Truely the life of the clown.

New525 (3): The nukes been compromised.  It needs to be found as quickly as possible before anything else.
All you know is that the nuke was taken away from it's last location.  You don't know where to go from there.

Superlagg (6): You've had a pretty shitty day today.  You still haven't had your god damn breakfast, for crying out loud.
You feel like calling it quits and just ordering some shit from a vending machine...
Wait, what's that?
Is that?
You heard it was a myth, but...is it truely real?
A Donk Pocket Vendor?
HOLY SHIT!
YOU ORDER THAT SHIT NOW!

Roomba (3): You wave your skateboard in front of your face, screaming incoherently.
Nobody knows what to make of this.

Berrik (n/a): Your limbs have been replaced by robotic limbs.
Security will have a harder time arresting you for any reason (Second failure/enemy success role necessary).  Your punches and kicks pack a little extra oomph.

fosstar (6): You rally everyone and convince most of the staff that you should all make your own space station.  And it'll have blackjack.  And hookers.  It'll be the best damn station there is.
It looks like it may have to wait though, apparently an escape shuttle is on its way.

Studenterhue (3): You take a bit of the...whatever...and dump a bit of it on the monkey.
It appears to be burning its skin.
The monkey gets irritated and attacks you, spilling some of the chemical on you.
It appears to be burning your skin.

Everyone:ALERT!  THE EMERGENCY SHUTTLE HAS BEEN CALLED!  ALL CREW AND PERSONNEL ARE TO STOP WHAT THEY ARE DOING AND PREPARE TO LEAVE THE STATION!  FAILURE TO REACH THE ESCAPE SHUTTLE IN TIME WILL RESULT IN BEING LEFT BEHIND AND PRESUMED DEAD!  THE SHUTTLE WILL BE HERE WITHIN FIVE MINUTES because I really don't feel like putting down a time limit that takes an entire god damn week!  UPON ARRIVAL, YOU WILL HAVE TWO MINUTES TO BOARD THE SHUTTLE!

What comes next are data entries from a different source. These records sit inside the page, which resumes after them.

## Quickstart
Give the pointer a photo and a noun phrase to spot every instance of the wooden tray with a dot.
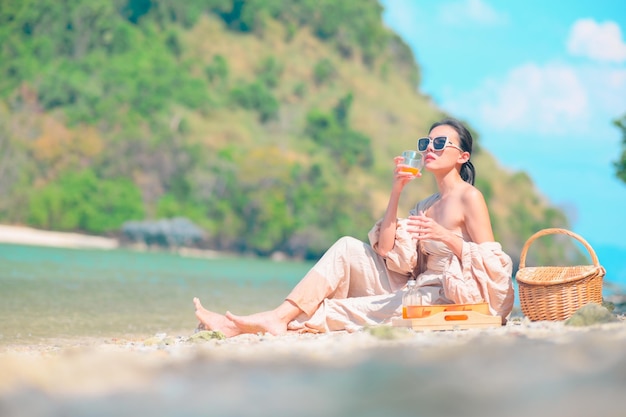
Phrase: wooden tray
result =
(450, 320)
(418, 312)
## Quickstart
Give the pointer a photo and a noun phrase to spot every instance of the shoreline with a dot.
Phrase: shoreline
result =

Syndicates:Update.  Activate the Nuclear Bomb before the Escape Shuttle arrives to send it back.  Inability to do so will result in mission failure.

Current situations:
Security Level:NUCLEAR! (Only personnel actively harming the crew or aiding the syndicates are to be dealt with)
Disk Location: NesMettaur
Nuke Location: Science
Time til Nuke Explodes: N/A
Fluke Ops Incoming: Not only is Awfulworldkid really bad at this, he was purposefully given terrible plans too.
Competent Medical Staff: Medical actions + for the station.
Rally of war: The captain has aroused the crew into action. + vs. Syndicates.
1 star Wanted:Noah Buttes
3 star Wanted:Superlagg
Station Damage:Armory
Depressurized:Podbay
Engineering, Mechanics, the Bar, the Kitchen, and medbay are open to anyone!
The Janitor's closet is open to anyone except scientists, Chef's, and Bartenders!
The Captain's Quarters is open to All heads of staff!
Hydroponics has been bolted down.
The Ore processing room is bolted open!
Communism (85%) vs. (15%) Anarchy
Reply
I approach the captain, and suggest that we sell the nuke to one of my "special contacts" for something "very important". If he allows it, I'd like to use it as one last bargaining chip with Vurdalak for my frickin' soul.